How important it is to choose well is confirmed by a simple fact: a wrong recruitment can cost companies about half of the person's gross annual salary, including in this calculation the costs of the recruiting process, the salaries paid to the employee, the expenses for his or her training and any benefits. There is also an intangible impact that can be generated by having introduced into the workforce a profile that is not suited to the role and function required, namely the negative influence on the working climate, performance and the business in general. "A team composed of members who do not work well together or who do not possess the necessary skills," concludes the PageGroup manager, "can lead to frustration, inefficiency and even turnover.

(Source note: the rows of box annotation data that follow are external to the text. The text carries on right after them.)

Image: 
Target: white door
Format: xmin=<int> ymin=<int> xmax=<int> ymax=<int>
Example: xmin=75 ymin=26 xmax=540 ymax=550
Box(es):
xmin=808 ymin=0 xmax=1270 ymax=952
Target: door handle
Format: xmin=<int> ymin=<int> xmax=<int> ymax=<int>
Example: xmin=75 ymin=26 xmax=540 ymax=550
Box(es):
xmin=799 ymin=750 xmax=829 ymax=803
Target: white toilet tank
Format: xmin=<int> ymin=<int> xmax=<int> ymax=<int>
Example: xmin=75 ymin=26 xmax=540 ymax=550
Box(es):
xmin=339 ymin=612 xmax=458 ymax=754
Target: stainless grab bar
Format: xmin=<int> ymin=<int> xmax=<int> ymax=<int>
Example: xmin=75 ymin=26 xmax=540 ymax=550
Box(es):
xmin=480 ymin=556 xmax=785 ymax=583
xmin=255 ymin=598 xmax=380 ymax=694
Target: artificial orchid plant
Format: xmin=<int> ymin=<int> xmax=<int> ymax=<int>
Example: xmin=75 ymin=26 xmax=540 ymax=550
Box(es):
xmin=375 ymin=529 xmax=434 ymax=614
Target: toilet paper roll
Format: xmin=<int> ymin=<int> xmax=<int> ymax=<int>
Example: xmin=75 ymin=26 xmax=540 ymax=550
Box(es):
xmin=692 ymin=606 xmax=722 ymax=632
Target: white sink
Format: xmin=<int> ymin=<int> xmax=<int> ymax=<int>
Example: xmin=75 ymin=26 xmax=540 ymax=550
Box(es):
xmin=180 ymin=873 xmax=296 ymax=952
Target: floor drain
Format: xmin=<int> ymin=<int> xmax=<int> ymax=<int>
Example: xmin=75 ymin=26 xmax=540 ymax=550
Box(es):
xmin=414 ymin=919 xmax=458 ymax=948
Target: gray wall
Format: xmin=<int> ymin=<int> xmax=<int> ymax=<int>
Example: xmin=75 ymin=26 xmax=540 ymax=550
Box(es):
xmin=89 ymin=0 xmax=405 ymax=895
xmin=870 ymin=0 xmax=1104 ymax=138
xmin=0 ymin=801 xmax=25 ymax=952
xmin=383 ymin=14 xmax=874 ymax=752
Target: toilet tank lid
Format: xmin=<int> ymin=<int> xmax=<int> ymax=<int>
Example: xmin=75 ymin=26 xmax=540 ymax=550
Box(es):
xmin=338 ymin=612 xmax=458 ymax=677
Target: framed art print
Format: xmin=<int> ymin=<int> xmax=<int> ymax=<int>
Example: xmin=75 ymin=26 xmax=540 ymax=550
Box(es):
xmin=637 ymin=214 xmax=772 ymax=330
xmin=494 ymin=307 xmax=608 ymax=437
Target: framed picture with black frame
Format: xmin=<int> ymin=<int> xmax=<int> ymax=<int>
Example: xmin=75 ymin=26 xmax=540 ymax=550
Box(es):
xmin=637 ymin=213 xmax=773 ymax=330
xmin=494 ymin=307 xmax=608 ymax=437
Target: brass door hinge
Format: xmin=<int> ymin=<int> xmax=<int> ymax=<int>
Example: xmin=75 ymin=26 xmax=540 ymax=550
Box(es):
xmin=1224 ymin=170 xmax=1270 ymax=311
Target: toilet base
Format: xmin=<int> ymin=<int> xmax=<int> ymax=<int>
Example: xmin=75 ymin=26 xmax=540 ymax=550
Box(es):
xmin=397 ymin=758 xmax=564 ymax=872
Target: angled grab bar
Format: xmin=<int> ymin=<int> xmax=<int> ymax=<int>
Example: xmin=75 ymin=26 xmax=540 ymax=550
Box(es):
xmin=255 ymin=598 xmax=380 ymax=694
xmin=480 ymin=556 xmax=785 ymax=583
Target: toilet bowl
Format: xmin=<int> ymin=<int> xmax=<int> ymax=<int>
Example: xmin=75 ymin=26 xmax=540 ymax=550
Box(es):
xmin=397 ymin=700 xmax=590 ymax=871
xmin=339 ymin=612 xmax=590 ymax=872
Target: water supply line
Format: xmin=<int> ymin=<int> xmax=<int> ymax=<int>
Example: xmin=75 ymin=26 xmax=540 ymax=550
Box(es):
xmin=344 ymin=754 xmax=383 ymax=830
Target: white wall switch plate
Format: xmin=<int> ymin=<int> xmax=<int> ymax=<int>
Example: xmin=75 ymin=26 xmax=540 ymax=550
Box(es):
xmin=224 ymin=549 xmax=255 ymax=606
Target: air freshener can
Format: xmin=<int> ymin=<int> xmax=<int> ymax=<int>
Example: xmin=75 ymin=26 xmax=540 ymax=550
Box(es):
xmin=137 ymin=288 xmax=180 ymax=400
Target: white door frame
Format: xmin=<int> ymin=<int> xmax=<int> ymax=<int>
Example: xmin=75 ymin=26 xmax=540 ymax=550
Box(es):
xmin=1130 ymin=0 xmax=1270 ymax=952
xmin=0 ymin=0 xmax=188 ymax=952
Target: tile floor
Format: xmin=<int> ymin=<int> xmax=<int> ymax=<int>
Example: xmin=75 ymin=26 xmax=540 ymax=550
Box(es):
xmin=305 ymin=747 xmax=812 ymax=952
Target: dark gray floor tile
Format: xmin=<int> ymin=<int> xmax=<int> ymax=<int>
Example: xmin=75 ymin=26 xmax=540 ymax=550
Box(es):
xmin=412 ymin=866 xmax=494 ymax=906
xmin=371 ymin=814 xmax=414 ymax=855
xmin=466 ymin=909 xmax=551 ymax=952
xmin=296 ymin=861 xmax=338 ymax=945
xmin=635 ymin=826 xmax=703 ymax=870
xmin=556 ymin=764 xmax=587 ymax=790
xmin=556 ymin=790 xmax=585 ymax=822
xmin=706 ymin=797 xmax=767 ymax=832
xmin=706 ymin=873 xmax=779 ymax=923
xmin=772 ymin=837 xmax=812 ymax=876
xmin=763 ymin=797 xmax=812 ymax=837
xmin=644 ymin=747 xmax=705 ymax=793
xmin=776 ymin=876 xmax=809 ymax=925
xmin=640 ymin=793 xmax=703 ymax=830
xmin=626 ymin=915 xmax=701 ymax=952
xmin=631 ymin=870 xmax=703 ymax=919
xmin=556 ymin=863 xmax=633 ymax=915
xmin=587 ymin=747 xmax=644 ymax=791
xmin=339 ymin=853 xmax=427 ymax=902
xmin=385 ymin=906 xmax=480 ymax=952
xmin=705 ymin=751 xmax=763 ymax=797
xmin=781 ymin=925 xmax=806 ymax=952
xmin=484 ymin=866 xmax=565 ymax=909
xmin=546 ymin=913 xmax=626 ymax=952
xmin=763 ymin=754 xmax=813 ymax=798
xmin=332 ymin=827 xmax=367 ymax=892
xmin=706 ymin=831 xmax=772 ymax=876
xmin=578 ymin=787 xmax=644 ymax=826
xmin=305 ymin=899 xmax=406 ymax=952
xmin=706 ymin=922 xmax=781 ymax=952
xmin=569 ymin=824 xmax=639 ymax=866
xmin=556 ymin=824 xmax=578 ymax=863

In this sense, the competency-based selection process focuses on what a candidate is capable of doing, while in the process of assessing the technical and transversal-behavioural skills of candidates, assesment tools play a critical role. Their prerogative is essentially to increase the success rate of recruitment (up to 90%, according to PageGroup) and to minimise selection errors, favouring inclusion and the construction of a career and growth plan for the new resource from the outset. Under the magnifying glass are both technical and personal and emotional-social skills, indispensable (the latter) to understand whether the candidate can adapt to the company's cultural and operational characteristics. Careful selection that leverages the person's skill set is therefore the goal that companies must strive for, and not only to avoid the (very significant) costs of a bad hire but also to strengthen the company's image and brand and consolidate a personnel management strategy more oriented towards effectiveness.